The challenge was taken up by a steelmaker named Henry Kaiser, who was already involved in the war effort by overseeing the Liberty ship construction program. Although Kaiser came up with the original concept of the aircraft, he soon realized that he did not know enough about aircraft design to follow through with the project. This prompted him to team up with Howard Hughes, an aircraft enthusiast and multimillionaire who had inherited a fortune in the oil drilling tool business. Hughes had set up his own aircraft company in 1932 and had already set some speed and distance flying records when he was approached by Kaiser.

Hughes soon became totally absorbed with the project and put his team of engineers to work on what was to become a behemoth and something never seen before, or since, in the aircraft industry. His creation, named the H-4 Hercules, was an aircraft which is the largest flying boat ever built and with the largest wingspan of any aircraft in history. The numbers are amazing: the plane was 67 meters long and 24 meters high, with a wingspan of 98 meters! By comparison, a modern Airbus A380 has a wingspan of 80 meters, while the world’s biggest aircraft now flying, the Antonov An-225, has a wingspan of 88 meters. The H-4 Hercules was powered by eight Pratt & Whitney radial engines, each delivering 4,000 horsepower and mounted with four-bladed propellers with a diameter of over five meters. Most impressively, the aircraft’s structure was made almost entirely of wood, earning it the nickname of “Spruce Goose”, although the type of wood which was actually used was birch and not spruce. To further limit the use of metals, even the plane’s elevators and rudder were fabric-covered.
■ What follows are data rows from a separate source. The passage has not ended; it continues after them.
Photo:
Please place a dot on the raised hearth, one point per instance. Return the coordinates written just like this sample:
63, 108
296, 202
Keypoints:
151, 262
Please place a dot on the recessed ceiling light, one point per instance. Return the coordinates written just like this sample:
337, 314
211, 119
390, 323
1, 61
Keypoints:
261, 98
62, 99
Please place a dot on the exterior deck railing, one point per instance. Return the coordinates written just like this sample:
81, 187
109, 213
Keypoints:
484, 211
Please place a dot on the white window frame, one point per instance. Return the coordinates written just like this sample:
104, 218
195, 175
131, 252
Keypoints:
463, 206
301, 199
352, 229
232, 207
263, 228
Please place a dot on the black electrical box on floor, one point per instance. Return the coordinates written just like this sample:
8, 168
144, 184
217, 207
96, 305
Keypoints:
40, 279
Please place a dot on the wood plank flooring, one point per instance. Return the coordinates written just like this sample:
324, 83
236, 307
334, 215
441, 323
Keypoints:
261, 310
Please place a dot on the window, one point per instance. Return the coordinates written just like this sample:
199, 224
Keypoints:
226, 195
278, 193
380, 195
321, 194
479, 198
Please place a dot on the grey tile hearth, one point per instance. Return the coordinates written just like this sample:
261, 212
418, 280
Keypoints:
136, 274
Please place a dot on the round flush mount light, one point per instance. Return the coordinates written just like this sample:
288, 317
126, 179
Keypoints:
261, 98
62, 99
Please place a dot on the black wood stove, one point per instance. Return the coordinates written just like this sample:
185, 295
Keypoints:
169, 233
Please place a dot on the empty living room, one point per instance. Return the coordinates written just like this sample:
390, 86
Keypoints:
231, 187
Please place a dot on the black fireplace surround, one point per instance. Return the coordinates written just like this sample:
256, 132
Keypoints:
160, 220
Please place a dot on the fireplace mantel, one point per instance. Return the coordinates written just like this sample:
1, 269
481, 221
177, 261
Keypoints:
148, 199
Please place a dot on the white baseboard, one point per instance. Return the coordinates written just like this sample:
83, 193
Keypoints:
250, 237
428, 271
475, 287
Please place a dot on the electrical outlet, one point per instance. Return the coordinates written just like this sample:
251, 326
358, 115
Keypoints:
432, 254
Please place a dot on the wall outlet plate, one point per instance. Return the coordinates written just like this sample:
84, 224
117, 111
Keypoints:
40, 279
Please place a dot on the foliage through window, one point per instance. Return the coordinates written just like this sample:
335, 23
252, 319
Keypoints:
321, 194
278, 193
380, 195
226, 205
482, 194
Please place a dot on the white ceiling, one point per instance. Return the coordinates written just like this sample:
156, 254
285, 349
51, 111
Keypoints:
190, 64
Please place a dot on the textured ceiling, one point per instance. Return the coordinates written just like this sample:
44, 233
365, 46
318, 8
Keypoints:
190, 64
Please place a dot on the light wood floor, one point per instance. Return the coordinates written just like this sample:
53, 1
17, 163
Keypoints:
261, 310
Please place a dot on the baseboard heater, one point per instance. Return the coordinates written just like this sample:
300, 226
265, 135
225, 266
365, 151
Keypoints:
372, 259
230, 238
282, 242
However, Hughes was a perfectionist. His obsession with detail and his insistence on micromanaging every small detail caused huge delays in the project and led Henry Kaiser to withdraw from the partnership before a flying model was actually built. The H-4 was completed after the war was over and Hughes was summoned to Washington to answer accusations of misusing government funds.

Hughes took advantage of a recess in the Senate hearings in November 1947 and returned to California, where the H-4 was harbored, to run further engine and taxiing tests. On the last of these runs, Hughes, sitting at the controls, unexpectedly turned the nose of the plane towards the open sea and pushed the engine throttles full forward. The flying boat lifted into the air and remained aloft at an altitude of about twenty meters, covering a distance of almost two kilometers before Hughes brought it back down gently on the surface of the water. This was to be the first and only flight of the Spruce Goose.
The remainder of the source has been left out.